University of Florida Homepage

Amy Abugo Ongiri

Department of English
2010 Rothman Faculty Summer Fellowship

With the support of the Rothman Faculty Summer Fellowship, Dr. Amy Abugo Ongiri spent the summer months of 2010 at the Hoover Institute at Stanford University and the Freedom Archives in San Francisco. She used these archives to find significant primary source material on radical movements in the sixties and seventies that have not been included in existing scholarship. Her work focuses on two specific radical groups, the Black Panther Party and the Symbionese Liberation Army, and analyzes their use of images in political activism and how images of these groups have been used in turn by others. She is investigating how graphic images challenge the boundaries of new media and the prevalent notion that the radical ideologies of sixties and seventies represent “dead” ideologies.

Dr. Ongiri’s work this past summer focused primarily on the Symbionese Liberation Army. The Symbionese Liberation Army is most often remembered through their spectacular representation in visual media culture as related to the kidnapping of Patty Hearst rather than through their political actions or agendas, and so she set about investigating how media shaped the image of the group while it was operating, and how the changing media structures of the present day have altered the presentation of this radical group. At the Hoover Institute, she collected material such as the original police investigation report of the raid that killed most of the members of the Symbionese Liberation Army, and the correspondence between various federal bureaus involved in the action. She also collected underground newspapers, pamphlets, and leaflets supporting and critiquing the activities of the group. At the Freedom Archives, Dr. Ongiri explored the most complete archive collection of print and audio material related to the Symbionese Liberation Army. She was able to find the complete journal belonging to members of the Symbionese Liberation Army, as well as the entire collection of audio tapes that the group had released to a local radio station in Berkeley, California.

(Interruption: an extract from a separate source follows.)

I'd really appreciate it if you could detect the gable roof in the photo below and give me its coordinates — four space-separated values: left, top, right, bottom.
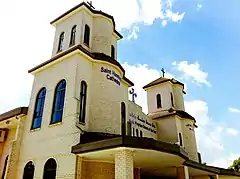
0 107 28 121
50 1 123 39
143 77 184 89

Since the scholarly study of the cultural importance of radical groups such as the Symbionese Liberation Army is relatively new, and since the actions of these groups were clandestine and criminalized, primary source material is rarely found in existing books and articles and are mostly unavailable outside of archives. Dr. Ongiri’s work in these archives, therefore, has given her access to important sources that will contribute to the modern understanding of the radical culture of the sixties and seventies. She plans to submit her research in an article to the Journal of Transnational American Studies, as well as incorporate it in an upcoming book.